Mammalian protein found in Homo sapiens

The thyrotropin receptor (or TSH receptor) is a receptor (and associated protein) that responds to thyroid-stimulating hormone (also known as "thyrotropin") and stimulates the production of thyroxine (T4) and triiodothyronine (T3). The TSH receptor is a member of the G protein-coupled receptor superfamily of integral membrane proteins and is coupled to the G_{s} protein.
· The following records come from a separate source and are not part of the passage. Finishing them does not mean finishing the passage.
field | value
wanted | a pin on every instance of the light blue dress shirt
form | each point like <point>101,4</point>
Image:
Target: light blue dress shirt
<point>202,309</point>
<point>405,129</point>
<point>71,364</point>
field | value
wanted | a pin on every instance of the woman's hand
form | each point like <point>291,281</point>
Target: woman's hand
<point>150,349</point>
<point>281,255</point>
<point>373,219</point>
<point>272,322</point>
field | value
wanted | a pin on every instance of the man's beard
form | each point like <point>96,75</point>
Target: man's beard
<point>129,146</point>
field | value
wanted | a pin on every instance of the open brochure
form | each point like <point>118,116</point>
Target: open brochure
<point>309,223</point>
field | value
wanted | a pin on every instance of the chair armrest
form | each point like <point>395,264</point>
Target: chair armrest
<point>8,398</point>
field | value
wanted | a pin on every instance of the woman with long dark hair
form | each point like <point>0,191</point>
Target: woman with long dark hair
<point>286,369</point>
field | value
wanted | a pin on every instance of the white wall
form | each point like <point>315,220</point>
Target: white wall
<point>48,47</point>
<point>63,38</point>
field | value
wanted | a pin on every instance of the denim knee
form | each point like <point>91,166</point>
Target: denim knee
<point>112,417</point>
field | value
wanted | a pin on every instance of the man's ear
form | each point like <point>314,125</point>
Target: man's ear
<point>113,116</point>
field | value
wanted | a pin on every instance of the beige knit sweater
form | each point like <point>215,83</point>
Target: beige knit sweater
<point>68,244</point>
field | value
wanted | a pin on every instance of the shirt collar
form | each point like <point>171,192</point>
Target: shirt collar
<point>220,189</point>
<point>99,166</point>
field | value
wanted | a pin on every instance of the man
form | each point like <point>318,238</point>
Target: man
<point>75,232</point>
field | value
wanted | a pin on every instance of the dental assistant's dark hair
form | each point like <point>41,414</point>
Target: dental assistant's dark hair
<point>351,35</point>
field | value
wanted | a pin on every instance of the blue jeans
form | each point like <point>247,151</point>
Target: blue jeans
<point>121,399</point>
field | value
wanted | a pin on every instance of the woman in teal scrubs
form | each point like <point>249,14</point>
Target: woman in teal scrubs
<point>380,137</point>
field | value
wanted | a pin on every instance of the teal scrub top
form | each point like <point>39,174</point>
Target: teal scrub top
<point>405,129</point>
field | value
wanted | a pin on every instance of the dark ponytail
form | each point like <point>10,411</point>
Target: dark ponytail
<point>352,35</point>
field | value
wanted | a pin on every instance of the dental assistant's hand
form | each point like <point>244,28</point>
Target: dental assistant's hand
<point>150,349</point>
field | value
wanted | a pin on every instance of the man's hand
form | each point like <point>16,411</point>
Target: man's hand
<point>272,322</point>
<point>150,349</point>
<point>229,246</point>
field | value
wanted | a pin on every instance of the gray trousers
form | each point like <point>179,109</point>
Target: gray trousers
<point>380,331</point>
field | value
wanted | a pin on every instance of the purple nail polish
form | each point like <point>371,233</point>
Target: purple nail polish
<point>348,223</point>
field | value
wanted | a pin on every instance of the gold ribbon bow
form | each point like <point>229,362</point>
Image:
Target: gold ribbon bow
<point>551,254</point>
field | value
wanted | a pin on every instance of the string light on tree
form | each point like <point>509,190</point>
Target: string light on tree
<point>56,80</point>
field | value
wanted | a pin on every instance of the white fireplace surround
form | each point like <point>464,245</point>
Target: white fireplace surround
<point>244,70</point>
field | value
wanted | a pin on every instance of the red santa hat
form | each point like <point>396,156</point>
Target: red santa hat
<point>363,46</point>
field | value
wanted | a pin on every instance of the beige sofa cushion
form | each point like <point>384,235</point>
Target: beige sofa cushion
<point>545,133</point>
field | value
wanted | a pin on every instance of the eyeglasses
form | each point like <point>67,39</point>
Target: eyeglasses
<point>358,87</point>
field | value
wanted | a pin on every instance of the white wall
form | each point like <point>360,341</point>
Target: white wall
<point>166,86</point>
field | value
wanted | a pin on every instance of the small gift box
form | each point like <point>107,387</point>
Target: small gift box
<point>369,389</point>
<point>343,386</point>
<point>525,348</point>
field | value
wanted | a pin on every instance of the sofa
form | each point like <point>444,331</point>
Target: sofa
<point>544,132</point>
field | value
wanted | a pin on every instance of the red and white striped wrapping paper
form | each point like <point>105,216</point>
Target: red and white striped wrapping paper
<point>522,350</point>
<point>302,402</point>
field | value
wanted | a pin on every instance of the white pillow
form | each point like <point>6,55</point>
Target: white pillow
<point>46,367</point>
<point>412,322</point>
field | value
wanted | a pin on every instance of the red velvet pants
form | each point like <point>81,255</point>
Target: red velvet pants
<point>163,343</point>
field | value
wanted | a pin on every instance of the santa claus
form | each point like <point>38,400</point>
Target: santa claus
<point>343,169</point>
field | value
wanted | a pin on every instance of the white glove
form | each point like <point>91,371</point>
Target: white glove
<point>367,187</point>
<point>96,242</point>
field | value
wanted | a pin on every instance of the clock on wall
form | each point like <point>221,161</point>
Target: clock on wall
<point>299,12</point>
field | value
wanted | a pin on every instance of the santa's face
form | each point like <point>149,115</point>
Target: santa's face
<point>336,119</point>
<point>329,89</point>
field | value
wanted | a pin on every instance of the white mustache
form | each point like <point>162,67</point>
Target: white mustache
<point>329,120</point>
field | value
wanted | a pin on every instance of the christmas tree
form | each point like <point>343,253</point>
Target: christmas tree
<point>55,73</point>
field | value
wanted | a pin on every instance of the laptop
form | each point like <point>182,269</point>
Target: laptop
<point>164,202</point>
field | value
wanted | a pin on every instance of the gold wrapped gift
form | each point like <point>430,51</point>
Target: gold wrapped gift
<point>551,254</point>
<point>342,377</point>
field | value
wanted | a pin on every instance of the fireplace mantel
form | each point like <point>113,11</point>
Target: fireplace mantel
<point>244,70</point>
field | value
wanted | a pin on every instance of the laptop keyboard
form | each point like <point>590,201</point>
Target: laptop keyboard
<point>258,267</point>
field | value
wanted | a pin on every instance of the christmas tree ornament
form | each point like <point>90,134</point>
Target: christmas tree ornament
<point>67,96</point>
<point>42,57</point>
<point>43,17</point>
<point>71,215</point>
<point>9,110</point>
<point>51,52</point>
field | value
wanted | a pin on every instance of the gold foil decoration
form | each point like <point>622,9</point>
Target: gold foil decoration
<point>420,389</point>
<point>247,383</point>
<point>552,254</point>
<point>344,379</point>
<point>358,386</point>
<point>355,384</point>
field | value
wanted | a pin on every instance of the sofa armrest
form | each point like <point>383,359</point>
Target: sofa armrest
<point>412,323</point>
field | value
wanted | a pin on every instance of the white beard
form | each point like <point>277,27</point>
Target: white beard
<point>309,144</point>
It is primarily found on the surface of the thyroid epithelial cells, but also found on adipose tissue and fibroblasts. The latter explains the reason of the myxedema finding during Graves disease. In addition, it has also been found to be expressed in the anterior pituitary gland, hypothalamus and kidneys. Its presence in the anterior pituitary gland may be involved in mediating the paracrine signaling feedback inhibition of thyrotropin along the hypothalamus-pituitary-thyroid axis.

== Function ==
Upon binding circulating TSH, a G-protein signal cascade activates adenylyl cyclase and intracellular levels of cAMP rise. cAMP activates all functional aspects of the thyroid cell, including iodine pumping; thyroglobulin synthesis, iodination, endocytosis, and proteolysis; thyroid peroxidase activity; and hormone release. TSHR is involved in regulating seasonal reproduction in vertebrates.